Here is the TreeSummary
class declaration. The class has 2 data members. The vector _newicks
stores the tree descriptions of all trees read from a tree file. The vector _treeIDs
stores a map that associates a key in the form of a tree ID (the set of all splits in a tree) with a value in the form of a vector of integers, where each integer in the vector is the index of a tree description stored in _newicks
. Each separate tree ID corresponds to a unique topology, and the associated vector allows us to count and, if desired, print out all trees having that topology.
#pragma once
#include <set>
#include <map>
#include <vector>
#include <fstream>
#include <cassert>
#include <algorithm>
#include <boost/format.hpp>
#include <boost/range/adaptor/reversed.hpp>
#include "split.hpp"
#include "tree_manip.hpp"
#include "xstrom.hpp"
#include "ncl/nxsmultiformat.h"
namespace strom {
class TreeSummary {
public:
TreeSummary();
~TreeSummary();
void readTreefile(const std::string filename, unsigned skip);
void showSummary() const;
typename Tree::SharedPtr getTree(unsigned index);
std::string getNewick(unsigned index);
void clear();
private:
Split::treemap_t _treeIDs;
std::vector<std::string> _newicks;
public:
typedef std::shared_ptr< TreeSummary > SharedPtr;
};
// insert member function bodies here
}
The constructor and destructor function do nothing except report that a TreeSummary
object was created or destroyed, respectively.

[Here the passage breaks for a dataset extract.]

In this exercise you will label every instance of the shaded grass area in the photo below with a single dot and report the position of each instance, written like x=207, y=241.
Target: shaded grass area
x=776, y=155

inline TreeSummary::TreeSummary() {
std::cout << "Constructing a TreeSummary" << std::endl;
}
inline TreeSummary::~TreeSummary() {
std::cout << "Destroying a TreeSummary" << std::endl;
}
This function returns a shared pointer to a tree built from the tree description stored in _newicks[index]

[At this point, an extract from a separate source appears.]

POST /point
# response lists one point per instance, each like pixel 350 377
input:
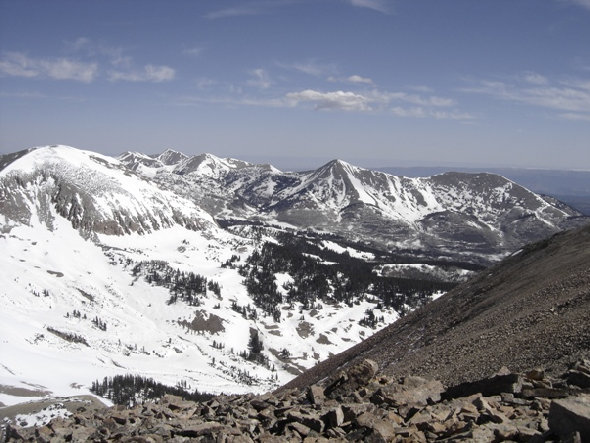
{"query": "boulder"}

. If index is too large, an XStrom
exception is thrown.
inline Tree::SharedPtr TreeSummary::getTree(unsigned index) {
if (index >= _newicks.size())
throw XStrom("getTree called with index >= number of stored trees");
TreeManip tm;
// build the tree
tm.buildFromNewick(_newicks[index], false, false);
return tm.getTree();
}
inline std::string TreeSummary::getNewick(unsigned index) {
if (index >= _newicks.size())
throw XStrom("getNewick called with index >= number of stored trees");
return _newicks[index];
}
The clear function simply empties the _treeIDs
and _newicks
vectors.
inline void TreeSummary::clear() {
_treeIDs.clear();
_newicks.clear();
}
This function reads the tree file specified by filename
, skipping the first skip trees. We make use of the NCL’s MultiFormatReader
class to find all TAXA blocks. If the NEXUS-formatted tree file does not contain a TAXA block, the NCL will create one for the taxa that it finds in the TREES block. For each TAXA block found, the member function clear()
is called to reset the TreeSummary
object. (Typically, there will be only one TAXA block in each tree file, but if there happens to be more than one, only the last will be stored.) The readTreefile
function then stores each newick tree description found in _newicks
, and, for each, builds the tree using the TreeManip::buildFromNewick
function and uses TreeManip::storeSplits
to create a tree ID (called splitset
) for the tree. If the tree ID for this tree has never been seen, it creates a new entry in the _treeIDs
map for this tree ID and associates it with a vector of length 1 containing the index of this tree. If the tree ID has already been seen, it simply adds the current tree index to the vector already associated with that tree ID.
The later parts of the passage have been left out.